Eduardo Kattah, especial para o Estado,

23 de julho de 2008 | 16h47

Localizado por uma cadela, um recém-nascido foi salvo na madrugada desta quarta-feira, 23, após ser abandonado em um terreno vago na cidade de Santo Antônio do Monte, região centro-oeste de Minas Gerais, a 185 quilômetros de Belo Horizonte. A cadela mestiça chamada Xuxa se tornou a atração do bairro Nossa Senhora de Fátima por ter encontrado e arrastado até a calçada a caixa de papelão em que o bebê estava.
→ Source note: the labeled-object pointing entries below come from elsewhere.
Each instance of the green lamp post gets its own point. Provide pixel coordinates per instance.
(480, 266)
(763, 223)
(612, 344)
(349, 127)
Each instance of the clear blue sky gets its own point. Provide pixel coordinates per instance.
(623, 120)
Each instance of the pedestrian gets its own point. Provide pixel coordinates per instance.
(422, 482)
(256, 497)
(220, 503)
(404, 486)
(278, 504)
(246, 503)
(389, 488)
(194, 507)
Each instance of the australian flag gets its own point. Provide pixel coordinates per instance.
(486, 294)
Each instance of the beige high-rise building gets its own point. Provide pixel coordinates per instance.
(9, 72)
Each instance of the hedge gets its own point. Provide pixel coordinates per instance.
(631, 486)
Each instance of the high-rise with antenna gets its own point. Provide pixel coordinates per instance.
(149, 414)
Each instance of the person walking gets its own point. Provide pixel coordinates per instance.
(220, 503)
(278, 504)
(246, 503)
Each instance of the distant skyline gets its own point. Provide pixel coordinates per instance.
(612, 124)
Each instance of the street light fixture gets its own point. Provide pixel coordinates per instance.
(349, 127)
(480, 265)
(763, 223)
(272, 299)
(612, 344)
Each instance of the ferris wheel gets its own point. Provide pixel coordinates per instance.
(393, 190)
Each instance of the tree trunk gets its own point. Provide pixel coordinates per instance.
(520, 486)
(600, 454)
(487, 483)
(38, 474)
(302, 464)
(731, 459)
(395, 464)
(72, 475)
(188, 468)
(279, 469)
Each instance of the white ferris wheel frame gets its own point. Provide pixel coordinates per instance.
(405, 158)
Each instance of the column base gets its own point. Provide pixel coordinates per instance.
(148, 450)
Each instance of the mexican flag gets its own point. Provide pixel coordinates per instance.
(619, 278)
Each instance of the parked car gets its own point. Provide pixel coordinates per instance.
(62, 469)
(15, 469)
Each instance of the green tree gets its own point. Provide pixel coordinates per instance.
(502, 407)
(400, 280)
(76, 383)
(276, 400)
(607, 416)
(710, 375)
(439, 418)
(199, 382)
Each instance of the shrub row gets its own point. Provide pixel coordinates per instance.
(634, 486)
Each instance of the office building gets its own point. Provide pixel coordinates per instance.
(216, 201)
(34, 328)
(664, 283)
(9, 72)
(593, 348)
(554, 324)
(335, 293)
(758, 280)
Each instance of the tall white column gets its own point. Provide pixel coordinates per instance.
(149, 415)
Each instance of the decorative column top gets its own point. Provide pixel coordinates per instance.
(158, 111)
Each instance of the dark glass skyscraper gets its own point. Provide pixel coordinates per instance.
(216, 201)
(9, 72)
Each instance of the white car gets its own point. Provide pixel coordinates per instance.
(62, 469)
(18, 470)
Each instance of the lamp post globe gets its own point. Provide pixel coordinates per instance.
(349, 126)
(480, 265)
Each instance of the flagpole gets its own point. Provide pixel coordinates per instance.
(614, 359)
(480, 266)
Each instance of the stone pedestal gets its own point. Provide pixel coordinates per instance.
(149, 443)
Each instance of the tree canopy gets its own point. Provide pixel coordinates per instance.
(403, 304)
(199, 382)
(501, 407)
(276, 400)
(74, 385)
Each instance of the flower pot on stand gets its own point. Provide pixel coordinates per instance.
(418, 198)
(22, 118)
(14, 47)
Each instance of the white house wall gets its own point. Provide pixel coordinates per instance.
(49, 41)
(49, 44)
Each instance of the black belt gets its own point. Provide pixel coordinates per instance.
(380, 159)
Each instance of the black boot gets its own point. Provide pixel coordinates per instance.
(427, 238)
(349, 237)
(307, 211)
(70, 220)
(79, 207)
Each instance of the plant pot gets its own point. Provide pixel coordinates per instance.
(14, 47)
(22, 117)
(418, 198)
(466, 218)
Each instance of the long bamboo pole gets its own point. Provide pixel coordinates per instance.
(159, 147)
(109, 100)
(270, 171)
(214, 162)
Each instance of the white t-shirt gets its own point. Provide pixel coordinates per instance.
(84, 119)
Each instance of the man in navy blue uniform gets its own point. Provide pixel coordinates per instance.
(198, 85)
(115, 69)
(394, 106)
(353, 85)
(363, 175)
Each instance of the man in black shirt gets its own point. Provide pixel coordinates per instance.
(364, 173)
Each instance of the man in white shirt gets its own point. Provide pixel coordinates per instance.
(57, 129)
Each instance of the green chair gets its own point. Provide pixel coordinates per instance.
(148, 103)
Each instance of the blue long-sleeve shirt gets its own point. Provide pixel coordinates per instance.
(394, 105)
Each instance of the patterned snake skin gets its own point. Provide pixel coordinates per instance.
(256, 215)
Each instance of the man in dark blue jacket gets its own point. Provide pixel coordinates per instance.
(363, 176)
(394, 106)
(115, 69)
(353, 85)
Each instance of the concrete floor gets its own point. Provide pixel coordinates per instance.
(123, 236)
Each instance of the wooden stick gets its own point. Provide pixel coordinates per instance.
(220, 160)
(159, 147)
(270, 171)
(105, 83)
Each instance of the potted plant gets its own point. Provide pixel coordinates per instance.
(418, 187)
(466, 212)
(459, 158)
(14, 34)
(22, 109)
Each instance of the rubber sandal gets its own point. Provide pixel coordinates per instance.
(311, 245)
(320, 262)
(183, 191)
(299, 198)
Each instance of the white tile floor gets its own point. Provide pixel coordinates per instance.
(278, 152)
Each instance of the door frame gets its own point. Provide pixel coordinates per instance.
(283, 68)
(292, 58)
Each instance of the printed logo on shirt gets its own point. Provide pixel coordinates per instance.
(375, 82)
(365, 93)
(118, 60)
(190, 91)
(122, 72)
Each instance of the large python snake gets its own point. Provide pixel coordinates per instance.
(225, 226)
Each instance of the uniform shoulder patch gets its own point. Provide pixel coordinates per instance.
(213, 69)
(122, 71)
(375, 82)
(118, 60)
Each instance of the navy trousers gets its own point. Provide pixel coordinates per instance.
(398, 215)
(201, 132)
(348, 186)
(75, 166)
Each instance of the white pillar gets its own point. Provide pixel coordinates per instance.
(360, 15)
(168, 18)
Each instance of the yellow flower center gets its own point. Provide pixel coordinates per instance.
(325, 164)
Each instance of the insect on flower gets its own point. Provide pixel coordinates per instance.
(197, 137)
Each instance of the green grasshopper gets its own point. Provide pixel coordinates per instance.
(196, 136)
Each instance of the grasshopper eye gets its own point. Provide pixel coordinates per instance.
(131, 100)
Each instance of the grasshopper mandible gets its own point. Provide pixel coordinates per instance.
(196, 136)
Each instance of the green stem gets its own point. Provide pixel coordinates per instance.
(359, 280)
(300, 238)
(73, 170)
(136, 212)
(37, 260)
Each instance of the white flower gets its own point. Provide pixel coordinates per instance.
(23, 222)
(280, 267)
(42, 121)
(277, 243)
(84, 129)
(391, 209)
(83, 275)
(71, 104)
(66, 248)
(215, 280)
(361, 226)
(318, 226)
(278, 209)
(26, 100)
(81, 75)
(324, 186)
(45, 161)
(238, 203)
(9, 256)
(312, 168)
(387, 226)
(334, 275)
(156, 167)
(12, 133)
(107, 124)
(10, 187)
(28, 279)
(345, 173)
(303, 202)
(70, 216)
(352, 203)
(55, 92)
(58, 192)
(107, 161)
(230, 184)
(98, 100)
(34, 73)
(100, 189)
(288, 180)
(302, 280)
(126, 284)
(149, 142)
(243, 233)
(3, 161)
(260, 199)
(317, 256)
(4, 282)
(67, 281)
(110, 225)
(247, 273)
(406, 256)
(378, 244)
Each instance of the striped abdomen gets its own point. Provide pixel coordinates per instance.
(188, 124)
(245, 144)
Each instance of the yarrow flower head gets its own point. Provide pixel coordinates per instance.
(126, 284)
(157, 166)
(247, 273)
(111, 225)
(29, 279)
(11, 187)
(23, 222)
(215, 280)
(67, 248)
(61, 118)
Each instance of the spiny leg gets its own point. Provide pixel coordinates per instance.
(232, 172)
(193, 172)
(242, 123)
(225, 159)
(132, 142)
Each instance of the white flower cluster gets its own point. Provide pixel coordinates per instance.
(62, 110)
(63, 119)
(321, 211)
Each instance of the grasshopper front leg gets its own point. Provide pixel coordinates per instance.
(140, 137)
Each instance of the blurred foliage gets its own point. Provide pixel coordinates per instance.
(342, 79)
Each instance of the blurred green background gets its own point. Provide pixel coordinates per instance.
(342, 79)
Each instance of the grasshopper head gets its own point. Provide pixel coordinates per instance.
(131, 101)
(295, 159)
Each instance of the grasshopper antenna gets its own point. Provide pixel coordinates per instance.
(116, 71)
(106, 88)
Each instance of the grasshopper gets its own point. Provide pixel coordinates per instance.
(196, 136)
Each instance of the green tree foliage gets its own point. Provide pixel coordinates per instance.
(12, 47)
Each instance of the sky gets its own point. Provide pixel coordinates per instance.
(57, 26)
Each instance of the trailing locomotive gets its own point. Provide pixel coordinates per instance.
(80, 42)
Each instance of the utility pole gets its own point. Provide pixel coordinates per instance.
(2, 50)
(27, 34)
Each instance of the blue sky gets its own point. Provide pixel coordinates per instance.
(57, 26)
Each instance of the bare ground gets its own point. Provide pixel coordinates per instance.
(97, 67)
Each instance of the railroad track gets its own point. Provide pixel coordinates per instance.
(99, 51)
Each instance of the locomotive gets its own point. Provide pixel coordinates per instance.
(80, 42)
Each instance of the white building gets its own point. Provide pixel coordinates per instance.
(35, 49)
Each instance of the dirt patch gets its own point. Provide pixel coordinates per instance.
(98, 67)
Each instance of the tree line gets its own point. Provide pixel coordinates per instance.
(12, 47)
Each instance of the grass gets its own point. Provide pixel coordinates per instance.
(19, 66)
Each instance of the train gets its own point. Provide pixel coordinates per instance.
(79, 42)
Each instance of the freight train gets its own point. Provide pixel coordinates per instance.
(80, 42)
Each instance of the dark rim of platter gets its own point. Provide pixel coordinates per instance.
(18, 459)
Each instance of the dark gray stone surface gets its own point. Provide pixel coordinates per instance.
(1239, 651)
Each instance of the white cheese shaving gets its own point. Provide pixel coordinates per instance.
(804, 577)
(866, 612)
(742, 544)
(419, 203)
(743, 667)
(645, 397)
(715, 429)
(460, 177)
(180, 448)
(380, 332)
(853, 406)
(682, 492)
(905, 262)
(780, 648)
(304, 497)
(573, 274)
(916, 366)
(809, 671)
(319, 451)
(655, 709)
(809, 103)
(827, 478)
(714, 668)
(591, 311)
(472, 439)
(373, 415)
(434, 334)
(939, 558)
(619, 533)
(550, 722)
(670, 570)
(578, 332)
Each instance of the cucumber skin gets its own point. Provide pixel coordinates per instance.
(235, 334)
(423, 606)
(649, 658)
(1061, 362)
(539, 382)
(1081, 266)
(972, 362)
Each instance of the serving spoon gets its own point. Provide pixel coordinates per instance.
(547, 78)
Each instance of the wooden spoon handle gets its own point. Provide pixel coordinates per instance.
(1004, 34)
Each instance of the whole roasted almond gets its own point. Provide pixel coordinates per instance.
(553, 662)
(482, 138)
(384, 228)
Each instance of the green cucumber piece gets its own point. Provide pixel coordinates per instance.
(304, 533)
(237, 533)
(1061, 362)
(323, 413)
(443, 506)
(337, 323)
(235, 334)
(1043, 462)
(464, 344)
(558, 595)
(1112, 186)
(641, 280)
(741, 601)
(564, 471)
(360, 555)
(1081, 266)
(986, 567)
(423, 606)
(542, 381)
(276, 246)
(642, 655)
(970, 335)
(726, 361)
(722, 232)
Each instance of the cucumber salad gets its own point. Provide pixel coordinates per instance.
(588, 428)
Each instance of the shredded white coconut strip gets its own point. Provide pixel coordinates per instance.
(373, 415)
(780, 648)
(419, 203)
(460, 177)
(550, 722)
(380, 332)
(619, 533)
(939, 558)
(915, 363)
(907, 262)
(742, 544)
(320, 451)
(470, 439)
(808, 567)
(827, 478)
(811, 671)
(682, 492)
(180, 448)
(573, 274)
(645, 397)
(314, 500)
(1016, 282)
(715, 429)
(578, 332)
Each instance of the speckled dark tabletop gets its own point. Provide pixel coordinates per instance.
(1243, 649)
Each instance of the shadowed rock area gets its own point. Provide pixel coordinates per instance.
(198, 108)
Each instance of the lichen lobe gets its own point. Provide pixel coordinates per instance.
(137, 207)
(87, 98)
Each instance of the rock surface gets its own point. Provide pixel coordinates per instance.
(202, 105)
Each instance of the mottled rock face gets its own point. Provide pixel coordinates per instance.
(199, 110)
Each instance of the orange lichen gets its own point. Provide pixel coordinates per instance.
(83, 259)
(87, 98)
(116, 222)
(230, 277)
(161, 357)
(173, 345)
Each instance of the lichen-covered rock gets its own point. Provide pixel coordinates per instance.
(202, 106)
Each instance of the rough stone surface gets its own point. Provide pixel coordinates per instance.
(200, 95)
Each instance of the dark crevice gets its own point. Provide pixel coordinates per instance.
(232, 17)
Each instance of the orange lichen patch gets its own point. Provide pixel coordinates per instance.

O recém-nascido, do sexo masculino, foi encontrado sujo de sangue e ainda com o cordão umbilical.  De acordo com vizinhos, por volta das 3h30, a dona da cadela, Maria Luzia Campos, de 27 anos, acordou com os latidos do animal. Estranhando o comportamento de Xuxa, a mulher decidiu abrir o portão. A cadela saiu em disparada, atravessou a rua e entrou no terreno, de onde saiu em seguida puxando pela boca e empurrando com o focinho a caixa de papelão.  Quando percebeu que se tratava de uma criança recém-nascida, Maria Luzia chamou o vizinho Valdeci Antônio da Silva, de 35 anos, que acionou a Polícia Militar. Na opinião de Valdeci, a ação de Xuxa foi providencial para a sobrevivência do bebê. "A gente não sabe quanto tempo a criança ficou lá no sereno. Estava bem frio aqui e se não fosse a cadela não tínhamos achado naquela hora e ela podia não ter sobrevivido."  Maria Luzia contou que só quando chegou perto da caixa de papelão conseguiu escutar o choro do recém-nascido. O bebê foi levado para a Santa Casa da cidade, onde permaneceu internado. Seu estado de saúde era considerado estável, segundo a psicóloga Janaína Machado. O recém-nascido chegou ao hospital com 44 centímetros e pesando 2,620 quilos. Ele passou por uma incubadora e depois foi colocado em um berço aquecido. O menino passaria por todos os exames clínicos e iniciou uma dieta nutricional. "Ele está respondendo bem, não apresenta nenhuma complicação", disse Janaína. "Mas ainda precisamos saber a história dessa gestação, se a mãe fez pré-natal e o que levou ela a abandonar o filho."  A Polícia Civil vai instaurar um inquérito para investigar o caso. Ainda não informações sobre o paradeiro da mãe da criança. Para resguardar a saúde do bebê, o juiz da Comarca de Santo Antônio do Monte, José Rafael Gontijo, proibiu a visita de curiosos ao hospital. "Nessas horas aparece um monte de mãe, de pai, querendo adotar", observou a psicóloga.